Je passe la matinée à l’abri dans la cuisine mal rangée du curé, à bouffer et à surfer sur internet, en attendant que mes potes se réveillent. La Sainte Vierge posée sur la cheminée me surveille, mais ne m’impressionne pas. Il y a aussi deux crucifix et des icônes, accrochés partout sur le mur en pierre. Une baguette d’encens est en train de brûler. Je déteste cette odeur. Ça pue le renfermé. Sur la nappe cirée de la table est empilé tout un tas de papiers écrits à la main. Celui du dessus ressemble à une prière. C’est vraiment une maison de vieux, pourtant il n’est pas encore un ancêtre. Je suis absolument certain qu’il a moins de trente-cinq ans.

Toutes les demi-heures la cloche de la chapelle sonne pour rythmer ma matinée.

Vers midi, je ne tiens plus. Je pique un paquet de clopes dans la cartouche que le curé a négligemment laissé traîner sur la table et je pars réactiver tout le monde. Les têtes des gens au réveil m’ont toujours amusé. Surtout les filles avec leur maquillage qui a coulé. Je ne me prive pas de leur faire savoir pendant que nous mangeons le reste des chocolatines et des gâteaux apéro de la veille. Jimmy est celui qui a le plus de mal à se lever. Il n’arrête pas de râler en me voyant trop proche de sa sœur.

Pour changer, il pleut et nous devons nous réfugier toute l’après-midi dans les habitacles et nous occuper avec des cartes, serrés les uns contre les autres. J’adore la promiscuité de la tente où je suis collé à Dakota. Je chicane tout le monde dans les parties parce que je ne veux pas perdre. Je suis le plus grand tricheur de tous les temps ! J’ai mes combines. Pendant notre poker où nous jouons des bonbons, je questionne Dylan et Jimmy sur leurs conquêtes d’hier soir.

— Elles se sont foutues de ta gueule, car tu les as prises pour des Allemandes, se marre Jimmy.

— Deux blondes, ici, en plein été, j’étais pas loin du compte ! je me défends en distribuant.
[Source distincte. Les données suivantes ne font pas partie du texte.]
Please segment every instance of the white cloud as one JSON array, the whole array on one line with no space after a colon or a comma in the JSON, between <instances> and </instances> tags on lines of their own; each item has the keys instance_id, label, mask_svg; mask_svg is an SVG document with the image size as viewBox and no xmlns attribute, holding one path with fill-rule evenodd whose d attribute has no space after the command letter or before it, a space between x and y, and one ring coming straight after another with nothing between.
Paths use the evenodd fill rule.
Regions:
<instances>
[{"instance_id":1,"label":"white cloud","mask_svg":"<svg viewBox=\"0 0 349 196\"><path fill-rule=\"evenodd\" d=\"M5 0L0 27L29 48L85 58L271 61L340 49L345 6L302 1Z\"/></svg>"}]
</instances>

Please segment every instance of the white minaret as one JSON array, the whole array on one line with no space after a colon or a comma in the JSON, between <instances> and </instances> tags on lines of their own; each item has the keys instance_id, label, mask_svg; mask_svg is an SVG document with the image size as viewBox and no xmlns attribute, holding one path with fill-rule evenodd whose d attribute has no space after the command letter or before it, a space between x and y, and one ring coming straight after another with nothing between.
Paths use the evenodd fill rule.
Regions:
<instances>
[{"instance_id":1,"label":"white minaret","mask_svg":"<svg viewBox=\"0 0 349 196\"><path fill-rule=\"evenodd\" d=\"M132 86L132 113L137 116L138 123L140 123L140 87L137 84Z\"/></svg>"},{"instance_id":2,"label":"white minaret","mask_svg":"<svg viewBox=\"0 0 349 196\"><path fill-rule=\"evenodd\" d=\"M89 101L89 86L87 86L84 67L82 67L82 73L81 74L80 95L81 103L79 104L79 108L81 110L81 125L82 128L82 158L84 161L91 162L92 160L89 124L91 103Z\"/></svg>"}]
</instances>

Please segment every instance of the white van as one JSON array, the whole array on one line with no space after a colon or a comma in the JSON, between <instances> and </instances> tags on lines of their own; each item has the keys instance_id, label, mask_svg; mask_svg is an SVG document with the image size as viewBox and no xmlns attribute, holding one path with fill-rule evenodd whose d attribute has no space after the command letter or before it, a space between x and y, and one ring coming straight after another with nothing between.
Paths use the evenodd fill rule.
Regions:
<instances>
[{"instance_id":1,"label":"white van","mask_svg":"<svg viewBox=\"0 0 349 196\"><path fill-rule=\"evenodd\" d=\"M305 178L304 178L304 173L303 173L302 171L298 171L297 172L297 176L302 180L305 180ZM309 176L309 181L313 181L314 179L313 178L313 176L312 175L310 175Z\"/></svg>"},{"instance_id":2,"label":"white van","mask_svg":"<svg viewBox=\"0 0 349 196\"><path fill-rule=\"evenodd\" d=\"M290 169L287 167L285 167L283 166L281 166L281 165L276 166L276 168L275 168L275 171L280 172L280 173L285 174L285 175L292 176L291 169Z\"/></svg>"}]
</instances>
Vous les avez chopées ?

— Ça te regarde pas ! me remballe Jimmy en faisant signe à Dylan de ne rien dire.

— Vous avez tâté un peu ?

J’insiste pour les emmerder, ce qui est loin de plaire à Marion qui ne supporte pas de m’entendre parler ainsi de ses acolytes féminines.

— Mais ta gueule, Tonio ! m’ordonne-t-elle, déjà agacée par ce que je pourrais dire.

J’ignore totalement ma pote et je continue de m’aventurer sur cette pente glissante, mais tellement drôle pour moi, puisque mes deux copains ne veulent rien me dire. J’avoue que je suis trop curieux…

— T’as pris laquelle, Jimmy ?

— La petite ! finit par lâcher Dylan, plus bavard.

— Sérieux ?

En les obligeant à discuter, ils ne savent plus si je bluffe sur mes cartes ou si je m’esclaffe sur le fait que Jimmy ait enfin pécho.

— On les revoit ce soir ! se vante Dylan.

— Vu le temps, vous pouvez écrire : « Dommage » ! Va falloir dégager…

Je me moque d’eux en soulevant la porte en toile de la tente pour constater qu’il pleut de plus belle.

— En tout cas, merci tout le monde de m’avoir laissée tomber pour la soirée ! C’est pas la peine de partir tous ensemble pour passer la nuit chacun de notre côté ! nous reproche Marion énervée.